Et Jean-Marc nous précise:
- Nous ne sulfitons plus sous le pressoir et avons diminué les doses de soufre sur moûts. Sur quelques essais (2018, 2020, 2021) nous avons travaillé sans souffre jusqu’à la malo en essayant de retarder au maximum l’apport de SO2. En 2018 on a été jusqu’à produire un Aligoté sans souffre, juste pour voir, pour l’expérience. Même pour les cuvées travaillées de façon classique, on goûte régulièrement pour estimer le bon moment pour intervenir et ne plus ajouter systématiquement le SO2 à la seule vue d’une analyse qui confirme une fin de malo. Ce sont des pistes que l’on travaille, on ne va pas faire des Meursault sans souffre mais on explore plusieurs voies pour essayer de réduire le souffre autant qu’il sera possible de le faire.

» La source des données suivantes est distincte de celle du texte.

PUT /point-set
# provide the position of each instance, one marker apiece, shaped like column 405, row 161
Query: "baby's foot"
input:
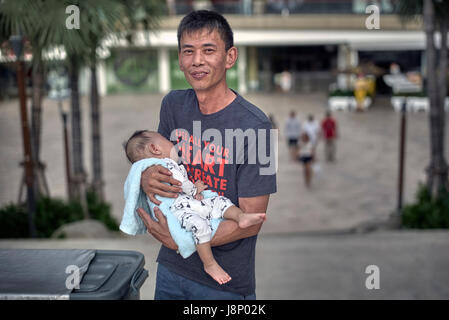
column 248, row 219
column 217, row 273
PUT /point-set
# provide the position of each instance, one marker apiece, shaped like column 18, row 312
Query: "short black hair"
column 142, row 140
column 206, row 19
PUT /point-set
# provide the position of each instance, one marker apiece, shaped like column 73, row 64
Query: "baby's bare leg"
column 244, row 220
column 210, row 264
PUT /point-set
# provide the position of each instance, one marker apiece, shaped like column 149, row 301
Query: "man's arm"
column 229, row 231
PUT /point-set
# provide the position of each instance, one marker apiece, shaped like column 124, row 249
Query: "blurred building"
column 312, row 39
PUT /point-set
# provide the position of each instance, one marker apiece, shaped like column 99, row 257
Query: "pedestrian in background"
column 292, row 132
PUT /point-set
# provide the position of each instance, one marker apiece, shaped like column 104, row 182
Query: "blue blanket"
column 135, row 198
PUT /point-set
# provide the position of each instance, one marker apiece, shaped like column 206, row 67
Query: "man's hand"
column 158, row 230
column 200, row 187
column 152, row 182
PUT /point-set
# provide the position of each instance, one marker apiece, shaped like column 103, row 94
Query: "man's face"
column 204, row 59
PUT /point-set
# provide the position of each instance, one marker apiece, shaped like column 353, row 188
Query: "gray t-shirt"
column 236, row 175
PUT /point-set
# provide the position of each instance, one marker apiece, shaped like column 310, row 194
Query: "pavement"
column 411, row 264
column 313, row 245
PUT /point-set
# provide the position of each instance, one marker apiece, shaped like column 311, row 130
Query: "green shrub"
column 51, row 213
column 427, row 213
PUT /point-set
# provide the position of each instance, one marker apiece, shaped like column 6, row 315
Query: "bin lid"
column 42, row 273
column 109, row 275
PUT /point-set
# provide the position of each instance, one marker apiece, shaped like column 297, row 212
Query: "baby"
column 190, row 208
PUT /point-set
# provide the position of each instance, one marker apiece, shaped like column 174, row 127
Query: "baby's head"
column 149, row 144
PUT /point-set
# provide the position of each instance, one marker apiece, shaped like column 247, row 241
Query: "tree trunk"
column 79, row 175
column 36, row 124
column 437, row 169
column 441, row 174
column 97, row 182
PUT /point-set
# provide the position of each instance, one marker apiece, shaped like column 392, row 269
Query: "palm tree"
column 124, row 17
column 434, row 15
column 13, row 20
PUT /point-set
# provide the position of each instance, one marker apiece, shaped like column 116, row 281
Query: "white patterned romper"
column 195, row 215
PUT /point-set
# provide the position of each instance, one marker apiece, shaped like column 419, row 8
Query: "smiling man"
column 206, row 52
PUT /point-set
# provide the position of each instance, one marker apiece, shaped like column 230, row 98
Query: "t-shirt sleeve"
column 257, row 175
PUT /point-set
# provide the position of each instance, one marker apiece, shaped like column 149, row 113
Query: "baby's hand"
column 200, row 186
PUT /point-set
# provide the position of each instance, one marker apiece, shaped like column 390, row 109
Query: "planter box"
column 415, row 104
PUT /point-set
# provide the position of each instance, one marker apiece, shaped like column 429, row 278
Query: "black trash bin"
column 46, row 274
column 112, row 275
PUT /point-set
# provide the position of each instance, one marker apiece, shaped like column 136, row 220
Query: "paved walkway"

Meursault, 1er cru Perrières
Dès les premiers instants une sacrée énergie se dégage des premières gouttes de la gorgée. C'est tonique, pierreux, plein et dense. Le haut de bouche est capté par une évanescence des plus virevoltante. Et le socle s'appuie sur de solides fondations. C'est concentré et traversé par un filin d'agrumes tendus en son centre. #Goosebumps. Aucun doute
Grand vin. Le blanc du séjour. Et le large sourire de mes camarades ne le contredit point.
Corton Charlemagne, grand cru
- Vous aviez déjà goûté mon négoce?
- Oui sur le millésime 2014. Ce sont des achats de raisins ou de jus?
- De raisins. Nous avons 3 approvisionnements dont 2 au Nord, sur la partie des Hautes Mourottes. L'idée c'est d'élever l'ensemble dans 20 à 25% de fûts neufs. Sur 2021, nous avons 2,5 pièces.
Un vin probablement lui aussi desservi par le vin qui l'a précédé. Son volume, moindre, occupe plutôt la largeur. Sa délimitation est contenue. Et sa tenue est correcte. Il existe néanmoins une certaine complexité avec une languette de lime sur le devant et des épices en son pourtour. L'élevage est comparativement légèrement plus marqué.
TB-
Des projets en continu
- Vous continuez vos liqueurs et alcools forts.
- Oui. Les volumes d'abricots ont explosé cette année.
- Pas d'impact du gel?
- Non. Nous avons récupéré 9 tonnes. 5 seront dédiés à la liqueur. Et nous avons eu 4 x 1 tonne de 4 variétés différentes pour la distillation.
- Et vous avez toujours vos autres fruits.
- Le citron l'an dernier, en provenance de Sicile.
- De votre ami avec qui vous faites Chacra?
- Piero? Il est de Toscane
.
NDLR: Lecture faite sur le web, je vois maintenant qui est Piero Incisa della Rocchetta... Il fait un petit vin de pays sans prétention . Je suis vraiment ignare en vins Italiens .
- De la framboise aussi.
- La framboise est macérée, puis distillée.
- Vous vous rendez toujours à Chacra?
- Oui nous en revenons tous les deux.
- C'est un long voyage je présume.
- De porte à porte, 35h.
- Ouch. Vous y avez plus de liberté là-bas, comme l'irrigation par exemple.
- Le domaine a beaucoup évolué entre son achat et maintenant. Ils sont complètement autonomes désormais. Les 3/4 du domaine ne sont plus traités.
- Vous y allez pour les blancs mais il me semble que les rouges sont du Pinot. Vous avez peut-être ramené quelques idées?
- Non, les blancs m'occupent déjà bien.
Il est temps de partir, des étoiles plein les papilles. 2020 possède ici un équilibre qui allie maturité perceptible et acidité. Et la formule convient bien à l'évolution de mes goûts. Il existe en effet sur ce millésime un supplément de tension qui dote d'une allonge aérienne et filante un ensemble de vins solidement mûrs où l'identité de chaque lieu-dit continue à s'exprimer clairement. Merci Julien, merci Monsieur Roulot pour ce délicieux et instructif moment.